For HPC the winning concept seems to be increasing corecount at  
manycores.

We also see how bluegene couldn't keep its concept - it's having what  
is it 18+ cores
now or so?

So the manycores have won the battle in HPC bigtime, for codes that  
can get vectorized.

If we look at ARM for example, constructing a huge supercomputer with  
it is from production
viewpoint already impossible as just the size of L1 and L2 caches  
together already makes it too expensive
to produce at a competative price versus a single huge manycore chip.

Suppose you would have a quadcore ARM compete with a Nvidia K20.

The K20 has 1.3 Tflop. that's 1300 Gflop.

The quadcore ARMs are 1 Ghz as well. Each CPU has a L2 cache up to  
1MB L2 cache and a 32KB + 32 KB L1 cache.

So if one would need to produce 325 ARMs, we're speaking of in total  
64 * 325 = 20.8 MB worth of L1 caches
and 325 MB worth of L2 caches.

Producing that K20X is a fraction of the price of that.

Those 64 bits ARMs are going to eat around a watt or 6 at full load.
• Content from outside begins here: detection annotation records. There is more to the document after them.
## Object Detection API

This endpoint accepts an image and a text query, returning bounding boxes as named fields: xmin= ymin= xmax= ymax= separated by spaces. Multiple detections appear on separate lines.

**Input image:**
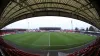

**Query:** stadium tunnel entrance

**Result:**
xmin=0 ymin=0 xmax=100 ymax=29
xmin=1 ymin=10 xmax=99 ymax=29
xmin=0 ymin=0 xmax=100 ymax=56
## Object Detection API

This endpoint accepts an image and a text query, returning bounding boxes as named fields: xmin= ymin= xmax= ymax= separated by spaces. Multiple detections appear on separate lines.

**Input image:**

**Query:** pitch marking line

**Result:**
xmin=49 ymin=32 xmax=50 ymax=46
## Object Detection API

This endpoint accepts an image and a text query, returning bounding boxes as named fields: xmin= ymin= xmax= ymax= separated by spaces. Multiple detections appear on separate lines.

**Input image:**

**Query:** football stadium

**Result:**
xmin=0 ymin=0 xmax=100 ymax=56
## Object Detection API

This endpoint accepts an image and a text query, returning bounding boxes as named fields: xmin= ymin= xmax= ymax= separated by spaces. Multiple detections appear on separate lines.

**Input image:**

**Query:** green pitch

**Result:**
xmin=4 ymin=32 xmax=95 ymax=50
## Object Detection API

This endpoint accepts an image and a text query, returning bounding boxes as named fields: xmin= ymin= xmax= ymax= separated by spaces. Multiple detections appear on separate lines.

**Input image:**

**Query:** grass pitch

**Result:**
xmin=4 ymin=32 xmax=95 ymax=50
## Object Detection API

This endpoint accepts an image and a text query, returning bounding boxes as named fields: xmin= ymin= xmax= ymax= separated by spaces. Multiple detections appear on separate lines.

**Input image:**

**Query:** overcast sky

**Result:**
xmin=5 ymin=16 xmax=90 ymax=29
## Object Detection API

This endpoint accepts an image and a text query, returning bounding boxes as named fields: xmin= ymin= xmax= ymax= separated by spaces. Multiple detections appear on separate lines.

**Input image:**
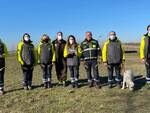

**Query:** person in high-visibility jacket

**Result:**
xmin=140 ymin=25 xmax=150 ymax=87
xmin=0 ymin=39 xmax=8 ymax=95
xmin=81 ymin=31 xmax=102 ymax=88
xmin=52 ymin=32 xmax=67 ymax=87
xmin=38 ymin=34 xmax=56 ymax=88
xmin=64 ymin=35 xmax=81 ymax=88
xmin=102 ymin=31 xmax=125 ymax=88
xmin=17 ymin=33 xmax=36 ymax=90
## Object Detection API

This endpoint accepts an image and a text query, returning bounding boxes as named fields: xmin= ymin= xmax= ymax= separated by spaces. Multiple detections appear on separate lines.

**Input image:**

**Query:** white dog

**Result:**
xmin=122 ymin=70 xmax=134 ymax=91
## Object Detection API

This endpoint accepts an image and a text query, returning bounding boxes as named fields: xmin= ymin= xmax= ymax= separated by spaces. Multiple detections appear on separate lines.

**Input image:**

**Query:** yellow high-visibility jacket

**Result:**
xmin=102 ymin=38 xmax=125 ymax=62
xmin=2 ymin=42 xmax=8 ymax=58
xmin=140 ymin=34 xmax=150 ymax=59
xmin=17 ymin=40 xmax=37 ymax=65
xmin=37 ymin=40 xmax=56 ymax=63
xmin=64 ymin=44 xmax=82 ymax=58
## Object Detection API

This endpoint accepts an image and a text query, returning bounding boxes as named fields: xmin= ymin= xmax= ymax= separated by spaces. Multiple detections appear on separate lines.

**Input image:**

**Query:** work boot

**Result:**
xmin=95 ymin=82 xmax=101 ymax=89
xmin=71 ymin=82 xmax=75 ymax=88
xmin=28 ymin=85 xmax=32 ymax=90
xmin=117 ymin=82 xmax=121 ymax=89
xmin=108 ymin=83 xmax=112 ymax=89
xmin=44 ymin=82 xmax=47 ymax=89
xmin=23 ymin=86 xmax=28 ymax=90
xmin=0 ymin=89 xmax=4 ymax=96
xmin=62 ymin=81 xmax=66 ymax=87
xmin=75 ymin=81 xmax=79 ymax=88
xmin=89 ymin=82 xmax=93 ymax=88
xmin=47 ymin=82 xmax=52 ymax=88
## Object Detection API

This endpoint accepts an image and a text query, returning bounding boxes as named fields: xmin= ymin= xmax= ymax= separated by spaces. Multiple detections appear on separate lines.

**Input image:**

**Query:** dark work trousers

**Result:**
xmin=68 ymin=66 xmax=79 ymax=83
xmin=55 ymin=59 xmax=67 ymax=82
xmin=85 ymin=60 xmax=100 ymax=83
xmin=22 ymin=65 xmax=34 ymax=86
xmin=145 ymin=62 xmax=150 ymax=83
xmin=0 ymin=68 xmax=5 ymax=90
xmin=108 ymin=64 xmax=121 ymax=84
xmin=41 ymin=64 xmax=52 ymax=83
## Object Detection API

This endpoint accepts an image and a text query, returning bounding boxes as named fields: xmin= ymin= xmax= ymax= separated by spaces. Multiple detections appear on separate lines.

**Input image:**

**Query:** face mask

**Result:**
xmin=24 ymin=37 xmax=30 ymax=42
xmin=69 ymin=40 xmax=74 ymax=44
xmin=109 ymin=35 xmax=116 ymax=40
xmin=57 ymin=35 xmax=62 ymax=40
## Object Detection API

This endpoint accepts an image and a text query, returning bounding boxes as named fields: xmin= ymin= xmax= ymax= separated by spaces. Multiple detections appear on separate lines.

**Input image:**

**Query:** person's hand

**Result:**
xmin=41 ymin=64 xmax=45 ymax=68
xmin=141 ymin=58 xmax=146 ymax=64
xmin=97 ymin=58 xmax=102 ymax=64
xmin=80 ymin=60 xmax=85 ymax=65
xmin=0 ymin=55 xmax=3 ymax=58
xmin=103 ymin=62 xmax=107 ymax=66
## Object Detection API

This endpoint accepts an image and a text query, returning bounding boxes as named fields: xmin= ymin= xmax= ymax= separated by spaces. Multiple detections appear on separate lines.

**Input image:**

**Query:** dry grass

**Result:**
xmin=0 ymin=54 xmax=150 ymax=113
6 watt * 325 cpu's = 1950 watt and with 325 cores you need cooling  
everywhere.

Now this is an extreme example, but it shows you clearly that for HPC  
small processors can never compete with giant manycores
from a production price viewpoint.

I don't know what price IBM delivers bluegene for, but i'm sure the  
next generation
bluegene CPU will have more cores than the current one.

We can be sure IBM finds the solution there they can offer to their  
clients at a competative manner - yet it will be also getting an ever
bigger chip they have to offer in order to compete against that  
Nvidia offers there now.

As for Intel - they didn't do statements on whether Xeon Phi has  
cache coherency.

Yet i assume they will need to drop that or make it manual.

As for networking i also disagree there.

To do a calculation that uses a FFT, be it an approximation that  
could have backtracking errors like with floating point FFT,
or be it a lossless calculation using a NTT.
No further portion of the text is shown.